Ada - 23.09.2016 | Termin pobytu: czerwiec 2017
7/9 uznało opinię za pomocną
5.5/6
Po lekturze części wpisów w Internecie byliśmy trochę zaniepokojeni. Rzeczywistość okazała się zupełnie odmienna. Pokój, w jakim zatrzymaliśmy się w liczącym 15 lat hotelu Royal Park, okazał się duży, jasny i czysty. Wszystkie urządzenia działały. Obsługa hotelowa miła, uprzejma i uśmiechnięta. Codziennie zachęcano nas do wymiany ręczników, oferowano papier toaletowy, a po trzech dniach namawiano, by wymienić pościel. Smaczne i urozmaicone posiłki. Jednego dnia oferowano nawet pieczonego prosiaka. Pewnym mankamentem była duża ilość gości, chcących zjeść posiłek o tej samej porze. Problemem było zachowanie niektórych gości hotelowych, którzy np. nakładali na talerze tyle jedzenia i owoców, że nie byli ich w stanie zjeść i częściowo napoczęte pozostawiali na talerzach. Inni goście, zajęci sobą, zapominali o swoich dzieciach, które lepiej lub gorzej radziły sobie np. z nakładaniem lodów, pozostawiając w pojemnikach z lodami kilka-kilkanaście umazanych łyżek. Olbrzymie, a jednocześnie przytulne lobby hotelowe. W barze hotelowym dostępne różne rodzaje kawy, soki, napoje, piwo i drinki. Barmani uśmiechnięci, uprzejmi i bardzo wyrozumiali. Woda w basenie hotelowym czysta, chyba cały czas wymieniana, ale bardzo zimna. Czyste ciepłe morze i kilku ratowników. Pomiędzy morzem a budynkiem hotelu ładna, nieco ciasna plaża o szerokości ok. 30 metrów Napoje i przekąski dostępne były przez cały czas tuz przy plaży. Na każdym kroku widać starania o utrzymanie czystości i porządku. Systematycznie opróżniane pojemniki na śmieci były wykorzystywane jedynie przez część gości. Krzątająca się nieustannie, liczna obsługa nie była w stanie nadążyć uprzątać z piasku pomiędzy leżakami plastikowych szklanek po napojach, opakowań po przekąskach i resztek jedzenia. Rezydentka, Pani Weronika, towarzyszyła nam od chwili przylotu aż do chwili odlotu. Zapewniała, że odbiera telefon przez 24 na dobę. Na szczęście nie mieliśmy potrzeby tak pilnego kontaktu, ale co drugi dzień o 10.00 rano można było spotkać się z nią w lobby hotelowym Na terenie kompleksu hotelowego Aquapark (w cenie), sklepy, sklepy z pamiątkami, a tuż obok wesołe miasteczko. Polecamy, szczególnie dla rodzin z kilku, kilkunastoletnimi dziećmi.
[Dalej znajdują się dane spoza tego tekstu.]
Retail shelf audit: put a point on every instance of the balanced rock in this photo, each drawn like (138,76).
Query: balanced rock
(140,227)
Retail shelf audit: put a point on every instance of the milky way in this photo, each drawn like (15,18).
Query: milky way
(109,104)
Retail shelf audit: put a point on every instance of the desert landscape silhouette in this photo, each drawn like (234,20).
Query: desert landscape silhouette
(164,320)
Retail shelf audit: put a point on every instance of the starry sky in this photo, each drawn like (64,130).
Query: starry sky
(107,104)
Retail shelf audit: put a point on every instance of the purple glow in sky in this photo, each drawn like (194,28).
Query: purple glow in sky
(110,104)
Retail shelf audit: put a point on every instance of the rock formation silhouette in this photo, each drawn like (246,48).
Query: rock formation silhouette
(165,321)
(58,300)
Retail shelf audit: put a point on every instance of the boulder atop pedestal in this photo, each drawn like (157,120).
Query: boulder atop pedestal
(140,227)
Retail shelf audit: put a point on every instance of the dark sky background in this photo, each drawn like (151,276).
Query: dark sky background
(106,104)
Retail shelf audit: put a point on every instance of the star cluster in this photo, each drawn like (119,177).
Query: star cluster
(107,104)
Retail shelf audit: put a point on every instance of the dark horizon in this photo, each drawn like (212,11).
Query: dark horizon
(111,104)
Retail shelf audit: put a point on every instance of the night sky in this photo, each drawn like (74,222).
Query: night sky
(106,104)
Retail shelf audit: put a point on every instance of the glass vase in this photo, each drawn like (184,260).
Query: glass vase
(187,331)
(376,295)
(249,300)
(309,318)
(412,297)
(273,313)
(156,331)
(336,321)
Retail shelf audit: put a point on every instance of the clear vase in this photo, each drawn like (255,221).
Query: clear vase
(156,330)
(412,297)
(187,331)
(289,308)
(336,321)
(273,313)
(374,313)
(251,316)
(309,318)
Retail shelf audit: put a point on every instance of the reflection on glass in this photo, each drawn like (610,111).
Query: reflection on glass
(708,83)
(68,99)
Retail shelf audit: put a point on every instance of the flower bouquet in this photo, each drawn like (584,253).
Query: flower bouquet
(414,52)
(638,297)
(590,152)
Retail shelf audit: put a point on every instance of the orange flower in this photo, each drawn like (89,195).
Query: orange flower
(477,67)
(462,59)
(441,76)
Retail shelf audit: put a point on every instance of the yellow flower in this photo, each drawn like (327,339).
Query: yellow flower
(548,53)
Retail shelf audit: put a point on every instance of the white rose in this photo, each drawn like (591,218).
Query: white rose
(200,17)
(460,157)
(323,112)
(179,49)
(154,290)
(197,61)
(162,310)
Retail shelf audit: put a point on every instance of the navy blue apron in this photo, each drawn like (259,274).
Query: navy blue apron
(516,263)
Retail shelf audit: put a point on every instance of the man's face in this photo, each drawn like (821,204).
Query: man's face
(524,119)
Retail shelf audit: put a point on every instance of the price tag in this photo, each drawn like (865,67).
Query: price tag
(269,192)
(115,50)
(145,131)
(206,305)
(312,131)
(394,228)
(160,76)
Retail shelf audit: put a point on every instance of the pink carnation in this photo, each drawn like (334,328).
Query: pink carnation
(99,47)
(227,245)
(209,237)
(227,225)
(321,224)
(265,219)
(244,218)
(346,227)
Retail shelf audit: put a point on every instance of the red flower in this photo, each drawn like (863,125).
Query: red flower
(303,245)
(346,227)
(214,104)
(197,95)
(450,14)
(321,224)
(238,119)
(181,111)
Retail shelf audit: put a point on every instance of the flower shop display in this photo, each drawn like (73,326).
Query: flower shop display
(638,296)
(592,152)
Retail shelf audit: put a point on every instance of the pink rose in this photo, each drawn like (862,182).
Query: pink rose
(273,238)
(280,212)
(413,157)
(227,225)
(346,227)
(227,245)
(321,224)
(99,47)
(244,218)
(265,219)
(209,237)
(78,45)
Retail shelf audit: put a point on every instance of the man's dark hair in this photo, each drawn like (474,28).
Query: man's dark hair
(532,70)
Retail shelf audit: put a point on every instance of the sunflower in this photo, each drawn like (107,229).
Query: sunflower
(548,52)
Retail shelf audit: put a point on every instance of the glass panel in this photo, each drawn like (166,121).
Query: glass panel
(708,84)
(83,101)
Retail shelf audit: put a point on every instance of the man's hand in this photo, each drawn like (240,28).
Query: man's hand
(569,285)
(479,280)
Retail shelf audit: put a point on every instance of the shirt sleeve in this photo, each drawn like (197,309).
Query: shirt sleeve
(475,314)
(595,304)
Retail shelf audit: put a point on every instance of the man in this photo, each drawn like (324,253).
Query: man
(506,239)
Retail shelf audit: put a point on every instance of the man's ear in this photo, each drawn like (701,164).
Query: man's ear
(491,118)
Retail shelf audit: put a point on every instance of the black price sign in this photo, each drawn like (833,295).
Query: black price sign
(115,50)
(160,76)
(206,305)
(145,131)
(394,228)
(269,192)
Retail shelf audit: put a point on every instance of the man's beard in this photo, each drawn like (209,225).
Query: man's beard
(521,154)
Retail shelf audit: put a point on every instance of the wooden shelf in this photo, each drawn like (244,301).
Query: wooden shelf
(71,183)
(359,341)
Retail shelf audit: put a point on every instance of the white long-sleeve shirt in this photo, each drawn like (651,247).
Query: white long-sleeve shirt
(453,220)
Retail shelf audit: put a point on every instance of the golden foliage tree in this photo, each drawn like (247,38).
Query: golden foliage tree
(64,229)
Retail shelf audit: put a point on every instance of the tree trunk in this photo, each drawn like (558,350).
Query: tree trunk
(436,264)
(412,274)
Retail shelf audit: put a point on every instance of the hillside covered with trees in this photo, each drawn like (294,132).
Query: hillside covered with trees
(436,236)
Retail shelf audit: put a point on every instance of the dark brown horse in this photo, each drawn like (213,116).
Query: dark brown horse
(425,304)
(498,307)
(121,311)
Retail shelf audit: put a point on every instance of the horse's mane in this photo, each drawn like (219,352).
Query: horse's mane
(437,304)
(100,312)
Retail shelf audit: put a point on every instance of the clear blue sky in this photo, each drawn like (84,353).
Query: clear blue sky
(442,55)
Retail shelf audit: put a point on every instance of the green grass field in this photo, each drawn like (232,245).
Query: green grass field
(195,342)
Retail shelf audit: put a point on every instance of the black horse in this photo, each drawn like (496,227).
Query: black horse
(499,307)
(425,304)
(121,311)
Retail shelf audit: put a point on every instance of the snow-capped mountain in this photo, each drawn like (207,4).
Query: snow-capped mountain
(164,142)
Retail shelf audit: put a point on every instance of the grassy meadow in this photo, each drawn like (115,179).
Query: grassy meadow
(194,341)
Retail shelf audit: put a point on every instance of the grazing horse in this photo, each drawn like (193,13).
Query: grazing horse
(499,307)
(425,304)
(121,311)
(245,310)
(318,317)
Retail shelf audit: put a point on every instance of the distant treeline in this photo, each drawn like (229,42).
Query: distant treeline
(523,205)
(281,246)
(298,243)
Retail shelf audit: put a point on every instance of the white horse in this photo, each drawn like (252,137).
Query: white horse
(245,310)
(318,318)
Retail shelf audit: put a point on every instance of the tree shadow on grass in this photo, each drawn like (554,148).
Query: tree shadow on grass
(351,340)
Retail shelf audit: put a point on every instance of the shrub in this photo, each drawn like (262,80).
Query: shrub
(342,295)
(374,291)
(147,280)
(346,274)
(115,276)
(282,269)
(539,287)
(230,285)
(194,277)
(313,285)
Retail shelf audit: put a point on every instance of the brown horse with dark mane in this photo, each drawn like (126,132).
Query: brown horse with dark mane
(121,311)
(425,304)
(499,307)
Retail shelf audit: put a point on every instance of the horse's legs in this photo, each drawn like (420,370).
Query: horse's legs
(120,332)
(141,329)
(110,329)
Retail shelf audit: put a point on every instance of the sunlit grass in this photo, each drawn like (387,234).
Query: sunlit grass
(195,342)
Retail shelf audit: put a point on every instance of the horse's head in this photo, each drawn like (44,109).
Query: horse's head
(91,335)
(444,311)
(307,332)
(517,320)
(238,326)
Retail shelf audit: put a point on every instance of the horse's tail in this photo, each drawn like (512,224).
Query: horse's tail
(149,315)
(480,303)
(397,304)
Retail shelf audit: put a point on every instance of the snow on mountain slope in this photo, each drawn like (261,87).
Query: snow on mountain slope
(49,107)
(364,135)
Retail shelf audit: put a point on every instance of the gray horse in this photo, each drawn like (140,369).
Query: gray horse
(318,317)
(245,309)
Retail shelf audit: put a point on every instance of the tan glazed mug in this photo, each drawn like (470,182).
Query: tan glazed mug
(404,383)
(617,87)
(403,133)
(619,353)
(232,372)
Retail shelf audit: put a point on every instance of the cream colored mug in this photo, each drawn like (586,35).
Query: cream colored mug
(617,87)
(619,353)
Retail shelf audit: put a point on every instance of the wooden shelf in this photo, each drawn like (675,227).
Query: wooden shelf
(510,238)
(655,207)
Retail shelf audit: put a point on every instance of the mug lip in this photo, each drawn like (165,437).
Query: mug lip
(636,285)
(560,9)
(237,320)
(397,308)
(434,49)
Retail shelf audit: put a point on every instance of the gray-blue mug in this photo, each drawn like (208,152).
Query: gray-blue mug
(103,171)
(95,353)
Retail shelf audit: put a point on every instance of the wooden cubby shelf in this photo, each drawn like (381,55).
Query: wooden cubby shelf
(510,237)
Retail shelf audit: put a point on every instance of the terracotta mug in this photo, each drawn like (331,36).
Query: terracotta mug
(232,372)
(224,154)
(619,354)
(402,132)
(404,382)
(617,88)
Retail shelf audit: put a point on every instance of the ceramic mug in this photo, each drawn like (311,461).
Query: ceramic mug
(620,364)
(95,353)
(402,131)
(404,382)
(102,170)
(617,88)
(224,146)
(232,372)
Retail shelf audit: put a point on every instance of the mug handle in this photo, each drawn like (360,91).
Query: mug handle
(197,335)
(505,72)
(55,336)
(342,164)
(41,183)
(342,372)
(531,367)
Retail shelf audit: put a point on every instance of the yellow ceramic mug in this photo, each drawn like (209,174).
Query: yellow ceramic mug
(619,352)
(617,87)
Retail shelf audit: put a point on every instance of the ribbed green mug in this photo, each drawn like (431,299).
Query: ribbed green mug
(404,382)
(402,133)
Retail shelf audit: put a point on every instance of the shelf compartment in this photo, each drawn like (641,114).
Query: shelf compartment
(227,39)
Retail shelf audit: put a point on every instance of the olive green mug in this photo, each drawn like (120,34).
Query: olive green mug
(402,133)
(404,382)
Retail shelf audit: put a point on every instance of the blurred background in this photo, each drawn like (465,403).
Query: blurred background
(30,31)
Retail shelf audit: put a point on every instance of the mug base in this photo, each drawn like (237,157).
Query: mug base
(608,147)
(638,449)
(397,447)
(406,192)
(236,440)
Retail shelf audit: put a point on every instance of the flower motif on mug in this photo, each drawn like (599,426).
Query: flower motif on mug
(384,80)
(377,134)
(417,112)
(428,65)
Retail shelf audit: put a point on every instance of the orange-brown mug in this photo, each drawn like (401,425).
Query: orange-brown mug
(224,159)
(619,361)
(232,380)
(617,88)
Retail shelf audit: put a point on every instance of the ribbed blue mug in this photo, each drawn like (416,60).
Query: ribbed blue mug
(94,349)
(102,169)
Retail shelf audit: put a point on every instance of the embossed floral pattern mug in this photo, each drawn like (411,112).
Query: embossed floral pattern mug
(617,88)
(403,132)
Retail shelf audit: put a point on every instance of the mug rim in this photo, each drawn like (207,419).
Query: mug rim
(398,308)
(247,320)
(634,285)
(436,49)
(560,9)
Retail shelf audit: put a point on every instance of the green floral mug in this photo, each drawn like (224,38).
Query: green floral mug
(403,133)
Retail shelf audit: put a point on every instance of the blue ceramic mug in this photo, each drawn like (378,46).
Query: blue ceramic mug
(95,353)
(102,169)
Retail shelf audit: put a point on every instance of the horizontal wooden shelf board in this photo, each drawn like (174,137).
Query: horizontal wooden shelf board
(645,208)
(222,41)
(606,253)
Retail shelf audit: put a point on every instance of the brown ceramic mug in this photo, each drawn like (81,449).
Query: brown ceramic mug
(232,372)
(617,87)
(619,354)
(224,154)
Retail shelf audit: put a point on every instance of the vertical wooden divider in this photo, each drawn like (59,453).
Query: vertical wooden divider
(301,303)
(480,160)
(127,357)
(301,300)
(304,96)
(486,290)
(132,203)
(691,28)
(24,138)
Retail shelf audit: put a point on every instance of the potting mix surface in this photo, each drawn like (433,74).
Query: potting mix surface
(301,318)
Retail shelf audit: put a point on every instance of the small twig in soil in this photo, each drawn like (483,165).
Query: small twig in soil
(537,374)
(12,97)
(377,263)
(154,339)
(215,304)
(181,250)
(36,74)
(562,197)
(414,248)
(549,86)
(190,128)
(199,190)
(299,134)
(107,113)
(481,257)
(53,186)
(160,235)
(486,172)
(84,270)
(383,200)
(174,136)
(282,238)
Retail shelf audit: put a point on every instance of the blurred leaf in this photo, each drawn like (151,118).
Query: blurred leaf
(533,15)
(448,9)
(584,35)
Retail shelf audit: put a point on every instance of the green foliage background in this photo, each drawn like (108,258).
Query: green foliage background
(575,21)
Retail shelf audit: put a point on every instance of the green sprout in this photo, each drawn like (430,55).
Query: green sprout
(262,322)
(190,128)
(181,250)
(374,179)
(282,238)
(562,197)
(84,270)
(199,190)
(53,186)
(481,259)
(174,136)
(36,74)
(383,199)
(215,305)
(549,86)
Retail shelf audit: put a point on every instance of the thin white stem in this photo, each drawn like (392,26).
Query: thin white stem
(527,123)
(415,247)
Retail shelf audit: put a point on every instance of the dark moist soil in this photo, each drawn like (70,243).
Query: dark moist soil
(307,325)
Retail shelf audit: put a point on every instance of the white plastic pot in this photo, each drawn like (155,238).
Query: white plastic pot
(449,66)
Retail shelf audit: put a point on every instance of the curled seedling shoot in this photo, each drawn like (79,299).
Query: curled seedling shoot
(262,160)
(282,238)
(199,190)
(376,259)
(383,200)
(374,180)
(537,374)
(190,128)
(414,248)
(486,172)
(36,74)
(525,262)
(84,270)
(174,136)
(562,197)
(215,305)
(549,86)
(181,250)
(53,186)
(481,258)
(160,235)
Krzysztof, Łódź - 29.07.2019
9/9 uznało opinię za pomocną
5.5/6
Zajefajne wakacje. Park wodny Atlantis jest świetny leżaki i bar jest do dyspozycji gości hotelowych bezpłatnie. Pani Magda animatorka zabaw dziecięcych niesamowicie sympatyczna i energiczna, dzieci bawią się z nią wspaniale. Jesteśmy bardzo zadowoleni, na pewno tam wrócimy.